We now pick up our story of Mullard in 1939. Well by February 1939, the fledgeling Mullard Blackburn factory was working of sorts with just 38 staff and by June they were firmly entrenched in the manufacture of domestic receivers, components and lamp filaments.
SS Eriks, mindful of the voracious demand for valves pressed ahead and by the end of 1939 a second building had been erected at Blackburn to allow valve making to commence with manufacturing instrumentation and equipment hurriedly shipped from Eindhoven in Holland. The idea was that Blackburn would commence pilot manufacture of the new EF50 valve, introduced in Holland in early 1939 principally for television receiver use.
Like it's contemporary, the Acorn valve, the EF50 was very different from any valve Mullard had manufactured previously. It needed a skilled labour force, new equipment and instrumentation and the consistent application of hitherto unknown manufacturing techniques because in the EF50, the traditional micanol base was replaced with a 'disc seal' glass base which required, special manufacturing equipment, special glass and three types of special wire!!!!!
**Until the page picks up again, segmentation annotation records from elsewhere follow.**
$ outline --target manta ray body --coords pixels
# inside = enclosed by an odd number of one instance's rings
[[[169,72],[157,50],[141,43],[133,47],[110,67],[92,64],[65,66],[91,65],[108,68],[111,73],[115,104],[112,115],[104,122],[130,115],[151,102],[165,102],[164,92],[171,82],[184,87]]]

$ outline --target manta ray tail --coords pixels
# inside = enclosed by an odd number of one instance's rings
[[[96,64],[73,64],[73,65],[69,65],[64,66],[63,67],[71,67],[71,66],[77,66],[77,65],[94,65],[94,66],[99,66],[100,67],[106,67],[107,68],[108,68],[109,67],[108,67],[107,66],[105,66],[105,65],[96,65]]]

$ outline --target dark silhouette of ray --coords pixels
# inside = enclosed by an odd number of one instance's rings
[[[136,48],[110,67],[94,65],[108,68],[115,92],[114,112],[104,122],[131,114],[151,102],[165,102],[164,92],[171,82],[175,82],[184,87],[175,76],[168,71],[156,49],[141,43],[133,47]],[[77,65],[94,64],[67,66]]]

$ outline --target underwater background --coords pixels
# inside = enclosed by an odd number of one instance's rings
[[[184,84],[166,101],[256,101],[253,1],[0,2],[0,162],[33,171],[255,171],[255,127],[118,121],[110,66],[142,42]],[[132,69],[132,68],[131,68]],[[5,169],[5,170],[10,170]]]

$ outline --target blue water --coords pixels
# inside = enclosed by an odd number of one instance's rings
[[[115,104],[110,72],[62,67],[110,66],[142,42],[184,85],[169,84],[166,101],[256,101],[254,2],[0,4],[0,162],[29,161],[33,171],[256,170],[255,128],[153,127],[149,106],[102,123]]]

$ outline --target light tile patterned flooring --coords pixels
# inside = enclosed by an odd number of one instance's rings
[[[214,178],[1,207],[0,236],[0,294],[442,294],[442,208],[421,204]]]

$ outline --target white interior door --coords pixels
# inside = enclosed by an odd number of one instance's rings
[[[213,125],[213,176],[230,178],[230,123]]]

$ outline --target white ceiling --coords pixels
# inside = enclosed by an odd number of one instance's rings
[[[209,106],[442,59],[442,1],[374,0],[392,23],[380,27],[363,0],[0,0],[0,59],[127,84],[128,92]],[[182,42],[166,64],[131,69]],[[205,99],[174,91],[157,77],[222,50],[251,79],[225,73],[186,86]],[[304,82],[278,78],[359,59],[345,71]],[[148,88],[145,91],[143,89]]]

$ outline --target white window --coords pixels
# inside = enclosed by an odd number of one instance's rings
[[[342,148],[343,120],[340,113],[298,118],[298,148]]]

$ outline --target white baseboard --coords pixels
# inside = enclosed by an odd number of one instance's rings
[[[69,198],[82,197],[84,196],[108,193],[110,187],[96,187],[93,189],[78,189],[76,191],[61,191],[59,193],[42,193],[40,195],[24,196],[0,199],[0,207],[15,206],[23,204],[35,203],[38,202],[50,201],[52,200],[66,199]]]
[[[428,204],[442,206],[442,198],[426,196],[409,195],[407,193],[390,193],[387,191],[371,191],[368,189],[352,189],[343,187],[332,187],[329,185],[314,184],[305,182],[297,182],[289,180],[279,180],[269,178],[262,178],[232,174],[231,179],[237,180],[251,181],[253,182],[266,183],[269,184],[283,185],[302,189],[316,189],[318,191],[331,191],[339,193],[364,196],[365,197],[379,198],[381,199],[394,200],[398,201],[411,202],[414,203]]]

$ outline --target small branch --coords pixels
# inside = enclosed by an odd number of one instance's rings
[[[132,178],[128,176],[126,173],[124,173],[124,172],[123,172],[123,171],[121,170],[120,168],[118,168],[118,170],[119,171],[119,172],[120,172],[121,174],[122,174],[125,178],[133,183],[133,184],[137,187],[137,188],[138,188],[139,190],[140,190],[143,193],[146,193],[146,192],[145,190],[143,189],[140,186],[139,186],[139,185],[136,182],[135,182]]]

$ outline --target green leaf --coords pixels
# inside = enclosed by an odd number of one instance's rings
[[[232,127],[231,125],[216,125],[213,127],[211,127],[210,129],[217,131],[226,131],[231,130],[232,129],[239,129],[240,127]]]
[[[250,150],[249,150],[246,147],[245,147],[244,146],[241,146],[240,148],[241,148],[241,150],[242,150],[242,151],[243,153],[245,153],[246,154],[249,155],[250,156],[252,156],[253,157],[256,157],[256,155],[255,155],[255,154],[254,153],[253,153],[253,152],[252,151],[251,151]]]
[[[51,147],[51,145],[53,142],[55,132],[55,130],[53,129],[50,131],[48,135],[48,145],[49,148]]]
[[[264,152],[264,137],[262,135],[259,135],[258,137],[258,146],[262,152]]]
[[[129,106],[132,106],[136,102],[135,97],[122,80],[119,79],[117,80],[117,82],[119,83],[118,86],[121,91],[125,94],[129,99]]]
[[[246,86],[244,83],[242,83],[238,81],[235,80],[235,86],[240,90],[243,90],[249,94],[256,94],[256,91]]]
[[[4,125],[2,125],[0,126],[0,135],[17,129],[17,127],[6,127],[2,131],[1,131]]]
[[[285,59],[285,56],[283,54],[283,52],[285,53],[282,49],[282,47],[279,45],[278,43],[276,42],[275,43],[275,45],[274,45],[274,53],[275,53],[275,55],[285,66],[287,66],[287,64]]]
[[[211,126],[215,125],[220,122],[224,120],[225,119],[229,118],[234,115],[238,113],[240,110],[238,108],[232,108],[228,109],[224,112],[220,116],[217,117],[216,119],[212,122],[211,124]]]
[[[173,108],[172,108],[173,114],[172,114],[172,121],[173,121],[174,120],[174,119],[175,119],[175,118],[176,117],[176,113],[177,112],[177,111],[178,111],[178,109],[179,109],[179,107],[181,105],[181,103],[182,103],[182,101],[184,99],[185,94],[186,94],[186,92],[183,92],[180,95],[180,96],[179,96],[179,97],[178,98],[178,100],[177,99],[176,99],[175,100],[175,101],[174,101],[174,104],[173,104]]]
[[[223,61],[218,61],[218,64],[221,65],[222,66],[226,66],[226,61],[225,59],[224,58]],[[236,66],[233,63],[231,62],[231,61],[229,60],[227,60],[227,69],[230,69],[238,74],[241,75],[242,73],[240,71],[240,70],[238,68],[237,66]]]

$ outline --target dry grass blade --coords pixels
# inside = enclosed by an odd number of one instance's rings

Early attempts at base manufacture were catastrophic, mindful of waste, the winds of war circulating Europe and the shame of being looked down on by Philips management, Dr E A Roberts of Mullard Blackburn was seconded to the Emmasingel development laboratories of Philips Eindhoven in February 1940 to perfect the required glass forming techniques.
In May 1940, as the Panzer tanks rolled into Holland, the good Doctor made good his escape from Holland by hitching a lift on a passing British destroyer. Thankfully, he carried a briefcase stuffed full of drawings, formulae and information on glass forming but more importantly, he had helped broker a deal with Philips Eindhoven to supply 25,000 completed EF50 devices and 500,000 pre - formed EF50 bases that would jump start the bulk manufacture of EF50 valves in England and these were shipped on the 9th of May 1940 by road freight and thence a Zeeland Steamer Company ship.
After a harrowing journey in which the ship was attacked and damaged by Stuka dive bombers, the ship with it's precious cargo arrived safely in England, six days later - a few days after Dr Roberts' escape. With both man and materials safe, Mullard and the EF50 went on to play a pivotal part in the Allies' success, so much so, that the EF50 was crowned ' The Valve that Won the War!' but more on that particular story in a future blog entry!